Pelaksaan ibadah haji yang dilakukan nabi Ibrahim mempunyai manasik yang terurai, terutama terkait dengan tempat dan kegiatan. Beberapa manasik tersebut berkaitan dengan sejarah hidup keluarga nabi Ibrahim. Ibadah haji yang dilakukan nabi Ibrahim dimulai dengan tawaf, pada setiap putaran mereka mengusap rukn (sudut ka’bah), Setelah itu mereka melaksanakn shalat di balik makam Ibrahim, dan kemudian melakukan sa’i antara bukit Shafa dan Marwah, lalu mereka berangkat ke Mina untuk melempar jumrah dan dilanjutkan dengan mengunjungi Arafah, ditempat ini lah Allah memerintahkan nabi Ibrahim untuk menyeru manusia untuk melaksanakan ibada haji.

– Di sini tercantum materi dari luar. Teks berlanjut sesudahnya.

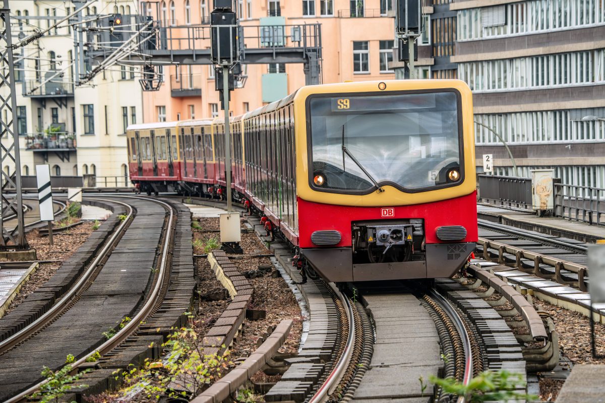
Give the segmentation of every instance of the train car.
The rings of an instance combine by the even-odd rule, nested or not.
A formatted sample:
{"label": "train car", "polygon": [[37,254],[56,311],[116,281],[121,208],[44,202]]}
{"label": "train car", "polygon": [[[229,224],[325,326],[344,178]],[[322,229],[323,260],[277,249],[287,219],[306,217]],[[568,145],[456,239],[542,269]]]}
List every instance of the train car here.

Dari Arafah mereka menyembelih kurban dan bercukur.
Setelah melaksanakan ibadah haji, nabi Ibrahim kembali ke Syam dan meninggalkan nabi Ismail di Mekkah. Saat itu nabi Ismail mencapai kedewasaaannya, hingga mampu menggantikan ayahnya dalam mengemban tugas dakwah yang Allah perintahkan.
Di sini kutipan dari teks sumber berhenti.